Jordan cites several problems with submitting to CMS for approval.

CMS determines appropriate set-aside amounts by “projecting the wors- case medical scenario possible,” Jordan said. That can, for example, force payers to fund surgeries and other procedures that are highly unlikely to occur.

The government also ignores state workers’ comp laws limiting what payers are responsible for, Jordan said.

“So in submitting to the program [for approval], you are accepting that you are paying a premium in exchange for an opinion letter that says the government is good with this number,” Jordan said.
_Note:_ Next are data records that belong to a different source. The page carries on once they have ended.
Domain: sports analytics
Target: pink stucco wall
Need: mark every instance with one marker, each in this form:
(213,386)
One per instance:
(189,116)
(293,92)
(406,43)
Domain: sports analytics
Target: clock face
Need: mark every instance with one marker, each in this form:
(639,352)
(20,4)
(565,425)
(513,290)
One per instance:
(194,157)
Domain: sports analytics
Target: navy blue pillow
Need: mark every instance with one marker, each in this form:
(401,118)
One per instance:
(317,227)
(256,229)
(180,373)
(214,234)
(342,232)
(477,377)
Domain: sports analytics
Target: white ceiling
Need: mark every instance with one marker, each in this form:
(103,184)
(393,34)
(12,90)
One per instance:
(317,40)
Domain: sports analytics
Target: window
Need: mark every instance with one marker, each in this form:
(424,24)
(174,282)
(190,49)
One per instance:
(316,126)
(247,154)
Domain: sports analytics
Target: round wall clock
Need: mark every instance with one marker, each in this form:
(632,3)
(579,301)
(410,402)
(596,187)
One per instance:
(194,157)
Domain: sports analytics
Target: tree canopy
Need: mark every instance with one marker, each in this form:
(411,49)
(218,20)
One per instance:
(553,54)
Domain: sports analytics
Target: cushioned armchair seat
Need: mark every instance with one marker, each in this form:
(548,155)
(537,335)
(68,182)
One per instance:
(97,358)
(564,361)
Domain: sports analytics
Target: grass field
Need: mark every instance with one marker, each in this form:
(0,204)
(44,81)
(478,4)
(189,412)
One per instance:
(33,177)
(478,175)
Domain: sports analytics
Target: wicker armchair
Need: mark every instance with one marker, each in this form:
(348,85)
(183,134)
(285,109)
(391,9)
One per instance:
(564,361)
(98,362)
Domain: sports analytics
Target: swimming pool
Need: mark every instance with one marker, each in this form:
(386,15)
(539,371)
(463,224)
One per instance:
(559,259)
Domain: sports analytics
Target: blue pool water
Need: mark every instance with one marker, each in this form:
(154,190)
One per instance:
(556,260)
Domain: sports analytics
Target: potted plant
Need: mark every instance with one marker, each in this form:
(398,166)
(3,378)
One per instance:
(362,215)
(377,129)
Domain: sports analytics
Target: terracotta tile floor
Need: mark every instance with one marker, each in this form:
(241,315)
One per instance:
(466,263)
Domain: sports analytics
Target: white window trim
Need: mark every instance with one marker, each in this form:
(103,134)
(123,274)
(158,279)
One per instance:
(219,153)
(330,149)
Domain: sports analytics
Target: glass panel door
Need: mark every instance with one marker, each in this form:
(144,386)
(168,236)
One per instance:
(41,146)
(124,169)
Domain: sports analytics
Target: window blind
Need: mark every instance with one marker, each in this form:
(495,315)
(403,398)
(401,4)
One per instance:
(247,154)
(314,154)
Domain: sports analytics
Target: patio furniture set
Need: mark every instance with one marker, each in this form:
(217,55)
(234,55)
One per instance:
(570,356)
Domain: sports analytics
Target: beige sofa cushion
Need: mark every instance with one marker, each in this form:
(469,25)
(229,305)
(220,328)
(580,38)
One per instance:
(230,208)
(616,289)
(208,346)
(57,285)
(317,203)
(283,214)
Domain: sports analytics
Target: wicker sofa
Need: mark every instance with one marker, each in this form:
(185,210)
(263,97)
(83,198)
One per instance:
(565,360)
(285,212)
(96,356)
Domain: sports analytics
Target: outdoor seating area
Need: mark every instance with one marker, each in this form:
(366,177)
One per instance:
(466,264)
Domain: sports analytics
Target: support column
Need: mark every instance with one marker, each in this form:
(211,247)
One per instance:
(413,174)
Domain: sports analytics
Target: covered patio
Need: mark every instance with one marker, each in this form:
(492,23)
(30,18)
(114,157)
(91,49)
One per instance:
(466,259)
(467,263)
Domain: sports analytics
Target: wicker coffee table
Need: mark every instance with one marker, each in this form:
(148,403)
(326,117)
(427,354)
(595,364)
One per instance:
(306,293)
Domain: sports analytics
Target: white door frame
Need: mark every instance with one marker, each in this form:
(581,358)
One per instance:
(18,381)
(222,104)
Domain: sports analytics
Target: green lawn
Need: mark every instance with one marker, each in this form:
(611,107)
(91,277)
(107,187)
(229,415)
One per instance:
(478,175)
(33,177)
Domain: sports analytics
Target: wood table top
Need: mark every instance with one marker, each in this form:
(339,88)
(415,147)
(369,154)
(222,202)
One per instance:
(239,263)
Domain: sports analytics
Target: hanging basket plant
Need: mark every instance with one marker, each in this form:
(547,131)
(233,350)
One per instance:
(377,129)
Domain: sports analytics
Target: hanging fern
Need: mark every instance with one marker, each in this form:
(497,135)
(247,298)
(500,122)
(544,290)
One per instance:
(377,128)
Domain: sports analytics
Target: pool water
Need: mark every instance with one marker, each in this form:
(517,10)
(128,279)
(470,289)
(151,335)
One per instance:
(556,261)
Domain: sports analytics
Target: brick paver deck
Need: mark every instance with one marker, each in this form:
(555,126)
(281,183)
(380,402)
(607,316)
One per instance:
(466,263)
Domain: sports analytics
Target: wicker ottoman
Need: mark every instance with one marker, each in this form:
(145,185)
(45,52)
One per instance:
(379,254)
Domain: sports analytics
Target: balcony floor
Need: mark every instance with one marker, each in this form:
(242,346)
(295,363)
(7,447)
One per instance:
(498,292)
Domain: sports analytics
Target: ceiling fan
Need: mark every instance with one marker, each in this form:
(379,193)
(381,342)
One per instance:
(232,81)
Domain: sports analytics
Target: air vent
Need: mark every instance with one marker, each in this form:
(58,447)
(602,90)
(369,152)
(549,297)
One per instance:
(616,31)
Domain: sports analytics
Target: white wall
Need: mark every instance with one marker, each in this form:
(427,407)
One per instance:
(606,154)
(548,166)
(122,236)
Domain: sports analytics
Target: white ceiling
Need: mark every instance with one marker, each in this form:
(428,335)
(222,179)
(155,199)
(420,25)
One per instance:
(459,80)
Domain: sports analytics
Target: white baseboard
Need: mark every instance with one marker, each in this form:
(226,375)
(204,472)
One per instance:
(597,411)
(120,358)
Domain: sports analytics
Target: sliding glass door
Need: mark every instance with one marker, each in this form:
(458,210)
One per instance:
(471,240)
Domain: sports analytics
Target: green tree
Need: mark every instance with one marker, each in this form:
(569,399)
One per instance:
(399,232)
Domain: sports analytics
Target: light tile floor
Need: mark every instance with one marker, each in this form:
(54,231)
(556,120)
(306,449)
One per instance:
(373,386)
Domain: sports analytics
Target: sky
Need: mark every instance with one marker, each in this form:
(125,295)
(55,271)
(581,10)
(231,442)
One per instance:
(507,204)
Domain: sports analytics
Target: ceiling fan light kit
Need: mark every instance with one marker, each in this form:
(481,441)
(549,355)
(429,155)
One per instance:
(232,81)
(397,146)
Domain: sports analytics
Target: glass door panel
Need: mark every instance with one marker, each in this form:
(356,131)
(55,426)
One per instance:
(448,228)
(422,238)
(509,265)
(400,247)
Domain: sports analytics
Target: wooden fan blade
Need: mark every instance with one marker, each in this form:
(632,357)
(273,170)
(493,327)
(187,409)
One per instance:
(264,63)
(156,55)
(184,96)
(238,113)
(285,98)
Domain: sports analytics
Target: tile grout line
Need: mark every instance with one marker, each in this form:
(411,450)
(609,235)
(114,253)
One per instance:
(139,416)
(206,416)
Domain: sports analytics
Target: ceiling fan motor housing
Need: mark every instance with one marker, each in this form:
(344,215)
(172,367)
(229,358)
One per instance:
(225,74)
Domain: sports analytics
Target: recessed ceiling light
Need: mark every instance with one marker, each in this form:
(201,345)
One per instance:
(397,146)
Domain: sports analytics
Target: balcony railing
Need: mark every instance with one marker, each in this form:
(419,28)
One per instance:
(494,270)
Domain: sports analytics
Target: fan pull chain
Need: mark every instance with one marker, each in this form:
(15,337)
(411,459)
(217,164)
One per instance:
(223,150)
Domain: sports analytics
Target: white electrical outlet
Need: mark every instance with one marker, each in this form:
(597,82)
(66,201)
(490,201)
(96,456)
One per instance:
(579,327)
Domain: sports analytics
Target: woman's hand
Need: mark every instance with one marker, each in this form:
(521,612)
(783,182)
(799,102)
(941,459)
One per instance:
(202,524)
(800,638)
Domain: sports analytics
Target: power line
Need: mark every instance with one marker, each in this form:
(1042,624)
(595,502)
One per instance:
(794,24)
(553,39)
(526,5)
“Once you get [CMS] approval you can settle your case fully closed, it’s done. Without approval, if it blows up later, you are paying the freight.” — James E. Pocius, attorney and chair of the Medicare Set-Aside Practice Group, Marshall Dennehey Warner Coleman & Goggin P.C.

Jordan, however, also advises that an approval letter is not a guarantee that Medicare will never seek additional sums from payers.

Still, her clients commonly seek MSA approval.

“We have one major carrier that does not get approval unless one of the parties [to the claims settlement] demands it,” Jordan said. “They are by far avant garde. They are totally self-insuring the risk. It’s a rather large carrier so it is impressive their organization has embraced [the strategy].”

She also has self-insured employer clients that set a threshold and absorb the risk for cases under a certain dollar amount in value.

IronHealth’s product could help others decide against obtaining CMS approval or shouldering the risk themselves, she said.

“If [payers] are unwilling to self insure the risk, this gives them the opportunity to buy something insurance people understand — insurance,” Jordan said.

But such a product may not be necessary if claims payers follow the law, have practices in place to protect Medicare’s interests, and can justify their MSA protocols and the amount they elect to set aside, Allan said.

Stein counters, however, that there is still potential for CMS to come back one day and argue that the only way to have protected Medicare’s interests would have been to obtain CMS approval for an MSA.